Enough of the airy fairy feel good whicky whacky shit, today was fucked. This morning I tried on my favourite most forgiving jeans that I’ve been able to wear for the last five years except when they were too BIG, and I couldn’t button them up.
Today I am FAT. I know I am not meant to notice ‘what is’ and focus on daffodils and sunshine but for fuck’s sake, this is getting beyond a joke.
I am glad that I threw out my scales last week when Shelley was here because I would have weighed myself and then probably spent the whole day sobbing uncontrollably.
I am in conflict. For the last four months I have been the happiest I have ever been, and I have been binge free, but I’ve been eating whatever I like and now I’m carrying it around with me. I feel heavy and solid and exactly like the fat girl I left behind 5 years ago.
I don’t know what to do ~ I can’t keep wishing and hoping that a miracle will happen ~ I have to DO something.
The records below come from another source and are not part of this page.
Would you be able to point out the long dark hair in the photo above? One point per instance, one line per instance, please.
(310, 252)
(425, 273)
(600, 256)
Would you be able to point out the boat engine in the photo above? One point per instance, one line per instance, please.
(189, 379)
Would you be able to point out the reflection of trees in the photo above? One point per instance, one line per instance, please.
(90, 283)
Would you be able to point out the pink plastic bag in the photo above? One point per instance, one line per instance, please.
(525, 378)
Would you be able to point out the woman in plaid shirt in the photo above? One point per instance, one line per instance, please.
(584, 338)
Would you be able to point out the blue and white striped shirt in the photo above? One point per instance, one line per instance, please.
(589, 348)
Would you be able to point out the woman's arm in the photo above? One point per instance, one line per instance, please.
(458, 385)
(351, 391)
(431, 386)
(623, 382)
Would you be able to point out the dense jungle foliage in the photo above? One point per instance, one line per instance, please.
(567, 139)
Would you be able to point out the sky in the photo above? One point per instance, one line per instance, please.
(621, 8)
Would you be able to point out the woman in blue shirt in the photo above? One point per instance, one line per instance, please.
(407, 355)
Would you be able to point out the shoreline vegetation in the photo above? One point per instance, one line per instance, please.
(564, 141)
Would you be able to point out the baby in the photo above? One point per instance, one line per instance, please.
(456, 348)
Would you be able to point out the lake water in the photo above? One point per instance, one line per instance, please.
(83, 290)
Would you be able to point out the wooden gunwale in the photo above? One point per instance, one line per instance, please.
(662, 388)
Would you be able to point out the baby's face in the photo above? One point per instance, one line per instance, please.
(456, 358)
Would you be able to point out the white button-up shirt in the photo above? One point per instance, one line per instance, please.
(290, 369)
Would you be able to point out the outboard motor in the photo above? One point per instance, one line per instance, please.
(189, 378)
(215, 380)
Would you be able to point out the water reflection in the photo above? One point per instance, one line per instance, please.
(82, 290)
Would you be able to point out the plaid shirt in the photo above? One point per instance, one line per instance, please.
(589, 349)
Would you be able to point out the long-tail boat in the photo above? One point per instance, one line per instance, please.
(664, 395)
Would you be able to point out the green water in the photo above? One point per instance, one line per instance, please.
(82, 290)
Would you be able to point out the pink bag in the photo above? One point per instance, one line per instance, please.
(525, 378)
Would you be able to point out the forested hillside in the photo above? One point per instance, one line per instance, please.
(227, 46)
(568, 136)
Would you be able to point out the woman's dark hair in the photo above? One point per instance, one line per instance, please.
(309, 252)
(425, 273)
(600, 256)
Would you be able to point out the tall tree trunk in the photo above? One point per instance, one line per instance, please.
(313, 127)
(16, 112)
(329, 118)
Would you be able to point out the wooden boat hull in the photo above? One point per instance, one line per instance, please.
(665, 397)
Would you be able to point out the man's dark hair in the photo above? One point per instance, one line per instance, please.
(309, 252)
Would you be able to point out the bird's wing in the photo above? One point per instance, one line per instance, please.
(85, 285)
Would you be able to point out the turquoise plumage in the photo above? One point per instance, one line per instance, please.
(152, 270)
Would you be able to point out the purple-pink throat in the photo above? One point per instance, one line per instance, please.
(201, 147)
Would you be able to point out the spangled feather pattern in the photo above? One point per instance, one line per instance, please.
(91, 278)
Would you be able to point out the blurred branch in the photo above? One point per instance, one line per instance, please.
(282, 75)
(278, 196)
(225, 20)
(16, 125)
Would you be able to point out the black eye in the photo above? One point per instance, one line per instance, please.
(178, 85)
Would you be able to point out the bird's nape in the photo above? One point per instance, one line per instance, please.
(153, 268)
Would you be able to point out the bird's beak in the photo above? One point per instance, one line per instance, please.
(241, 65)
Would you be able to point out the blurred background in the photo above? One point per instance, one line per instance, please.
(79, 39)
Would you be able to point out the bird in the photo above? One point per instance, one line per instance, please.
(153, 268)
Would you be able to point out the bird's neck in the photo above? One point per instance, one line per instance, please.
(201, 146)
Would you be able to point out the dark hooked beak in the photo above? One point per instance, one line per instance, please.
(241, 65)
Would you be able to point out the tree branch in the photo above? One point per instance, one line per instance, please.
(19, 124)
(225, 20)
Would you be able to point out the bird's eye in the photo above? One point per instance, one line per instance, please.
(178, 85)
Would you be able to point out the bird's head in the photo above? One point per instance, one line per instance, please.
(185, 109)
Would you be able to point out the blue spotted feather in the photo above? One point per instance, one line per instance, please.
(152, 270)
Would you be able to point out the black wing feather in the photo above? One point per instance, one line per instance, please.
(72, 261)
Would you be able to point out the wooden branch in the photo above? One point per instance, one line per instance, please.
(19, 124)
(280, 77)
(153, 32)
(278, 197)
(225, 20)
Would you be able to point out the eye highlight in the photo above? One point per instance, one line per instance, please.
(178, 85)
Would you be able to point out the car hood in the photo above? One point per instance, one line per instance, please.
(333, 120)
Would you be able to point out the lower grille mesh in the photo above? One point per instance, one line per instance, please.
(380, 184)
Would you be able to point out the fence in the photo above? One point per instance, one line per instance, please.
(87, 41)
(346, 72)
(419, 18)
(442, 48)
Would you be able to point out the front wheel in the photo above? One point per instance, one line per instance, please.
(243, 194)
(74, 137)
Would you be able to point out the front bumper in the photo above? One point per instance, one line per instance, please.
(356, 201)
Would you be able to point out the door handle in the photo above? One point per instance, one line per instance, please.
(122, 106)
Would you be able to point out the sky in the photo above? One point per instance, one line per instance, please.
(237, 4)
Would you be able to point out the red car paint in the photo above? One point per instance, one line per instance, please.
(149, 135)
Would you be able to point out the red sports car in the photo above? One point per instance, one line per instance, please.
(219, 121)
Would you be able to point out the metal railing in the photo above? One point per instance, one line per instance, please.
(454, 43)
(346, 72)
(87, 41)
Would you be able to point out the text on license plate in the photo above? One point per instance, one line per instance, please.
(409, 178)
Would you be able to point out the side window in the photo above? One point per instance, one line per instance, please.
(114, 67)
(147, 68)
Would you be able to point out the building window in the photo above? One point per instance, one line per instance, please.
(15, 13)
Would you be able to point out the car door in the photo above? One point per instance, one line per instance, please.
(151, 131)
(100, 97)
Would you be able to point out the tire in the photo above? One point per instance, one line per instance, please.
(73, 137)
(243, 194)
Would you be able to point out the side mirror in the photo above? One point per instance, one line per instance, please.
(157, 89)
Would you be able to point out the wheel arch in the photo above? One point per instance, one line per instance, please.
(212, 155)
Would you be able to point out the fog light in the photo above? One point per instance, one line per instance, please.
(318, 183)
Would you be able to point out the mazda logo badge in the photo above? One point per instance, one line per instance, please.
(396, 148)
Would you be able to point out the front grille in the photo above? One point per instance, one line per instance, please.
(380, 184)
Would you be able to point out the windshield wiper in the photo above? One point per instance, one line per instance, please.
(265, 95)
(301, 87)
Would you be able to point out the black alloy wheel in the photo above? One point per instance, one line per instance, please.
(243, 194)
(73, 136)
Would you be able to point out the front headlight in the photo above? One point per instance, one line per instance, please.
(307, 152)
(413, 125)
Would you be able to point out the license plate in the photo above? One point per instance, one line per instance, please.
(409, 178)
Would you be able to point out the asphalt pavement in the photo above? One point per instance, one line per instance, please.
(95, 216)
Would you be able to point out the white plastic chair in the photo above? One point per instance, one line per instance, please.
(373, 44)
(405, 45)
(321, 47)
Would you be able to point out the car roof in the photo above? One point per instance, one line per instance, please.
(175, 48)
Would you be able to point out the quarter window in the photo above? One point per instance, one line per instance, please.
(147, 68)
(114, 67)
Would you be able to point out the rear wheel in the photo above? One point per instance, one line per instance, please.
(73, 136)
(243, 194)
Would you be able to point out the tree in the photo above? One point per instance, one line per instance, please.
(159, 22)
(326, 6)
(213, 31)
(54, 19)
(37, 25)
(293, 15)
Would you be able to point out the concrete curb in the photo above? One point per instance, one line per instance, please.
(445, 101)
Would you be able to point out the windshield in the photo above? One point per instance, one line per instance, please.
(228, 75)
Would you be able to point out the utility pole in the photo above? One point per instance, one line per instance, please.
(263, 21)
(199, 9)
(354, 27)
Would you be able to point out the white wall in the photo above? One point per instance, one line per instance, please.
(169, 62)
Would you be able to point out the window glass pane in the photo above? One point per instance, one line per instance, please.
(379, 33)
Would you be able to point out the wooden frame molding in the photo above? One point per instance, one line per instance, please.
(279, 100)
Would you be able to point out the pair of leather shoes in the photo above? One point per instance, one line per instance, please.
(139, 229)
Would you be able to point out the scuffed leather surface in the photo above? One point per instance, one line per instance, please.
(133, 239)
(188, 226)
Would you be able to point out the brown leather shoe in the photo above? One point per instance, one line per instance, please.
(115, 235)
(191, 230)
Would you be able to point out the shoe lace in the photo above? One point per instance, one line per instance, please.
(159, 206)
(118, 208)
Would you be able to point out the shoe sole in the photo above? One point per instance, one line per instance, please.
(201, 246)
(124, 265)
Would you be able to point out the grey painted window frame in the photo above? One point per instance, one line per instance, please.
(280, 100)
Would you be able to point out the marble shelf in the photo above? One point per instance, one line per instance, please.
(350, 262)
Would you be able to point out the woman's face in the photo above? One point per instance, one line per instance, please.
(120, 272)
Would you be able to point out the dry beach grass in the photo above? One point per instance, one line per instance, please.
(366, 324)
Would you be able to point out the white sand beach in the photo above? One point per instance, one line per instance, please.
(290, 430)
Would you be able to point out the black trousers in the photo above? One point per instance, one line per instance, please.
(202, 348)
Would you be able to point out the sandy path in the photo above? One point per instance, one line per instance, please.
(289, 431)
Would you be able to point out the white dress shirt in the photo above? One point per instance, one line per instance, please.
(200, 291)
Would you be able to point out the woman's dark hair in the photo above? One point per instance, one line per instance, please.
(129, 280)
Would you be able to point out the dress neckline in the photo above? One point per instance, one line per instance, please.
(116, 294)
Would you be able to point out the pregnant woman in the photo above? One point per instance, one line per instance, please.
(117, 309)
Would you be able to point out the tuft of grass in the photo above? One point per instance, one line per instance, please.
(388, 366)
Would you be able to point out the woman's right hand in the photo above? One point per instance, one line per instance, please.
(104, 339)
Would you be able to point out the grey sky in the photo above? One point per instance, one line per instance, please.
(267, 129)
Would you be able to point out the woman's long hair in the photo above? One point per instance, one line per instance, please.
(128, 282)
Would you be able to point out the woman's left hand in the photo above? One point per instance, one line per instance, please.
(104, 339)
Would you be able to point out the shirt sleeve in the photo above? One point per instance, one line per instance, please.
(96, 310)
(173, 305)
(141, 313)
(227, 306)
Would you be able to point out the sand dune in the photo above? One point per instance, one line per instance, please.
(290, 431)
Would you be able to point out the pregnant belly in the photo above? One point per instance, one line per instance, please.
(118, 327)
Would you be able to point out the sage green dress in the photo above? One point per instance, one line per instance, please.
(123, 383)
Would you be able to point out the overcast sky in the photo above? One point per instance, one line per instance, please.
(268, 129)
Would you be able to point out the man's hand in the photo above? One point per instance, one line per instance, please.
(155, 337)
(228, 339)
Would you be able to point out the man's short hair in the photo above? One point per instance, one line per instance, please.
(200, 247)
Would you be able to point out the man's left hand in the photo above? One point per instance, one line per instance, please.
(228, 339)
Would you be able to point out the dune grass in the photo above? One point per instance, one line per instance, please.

What? I don’t know.
And just to make things even more baffling, I experienced three amazing miracles today that proved that something is shifting in my reality. (1) I found the amazing quote that I’m posting in the morning (2) I talked to someone who is friends with a real estate agent who I talked to on the phone and is now on the lookout for our new house (3) I got the most amazing email from a stranger who touched my heart.
How did I eat today? Normal breakfast (pre the jeans episode), skipped lunch but snacked on the office Christmas treats all afternoon, skipped the work Christmas party because I didn’t want to eat any more (old habit back again), broke my Diet Coke abstinence and had a meatball sandwich for dinner. For better or worse, my anxiety reaction seems to be NOT eating rather than bingeing but I am not sure that’s progress …
I want to be happy, spiritual AND thin. I can’t seem to put it all together. Does food matter or not? Is intuitive eating the right approach or do I just do a more moderate diet to undo the damage?
Today is fucked, tomorrow will be better. I need to get over myself. The end.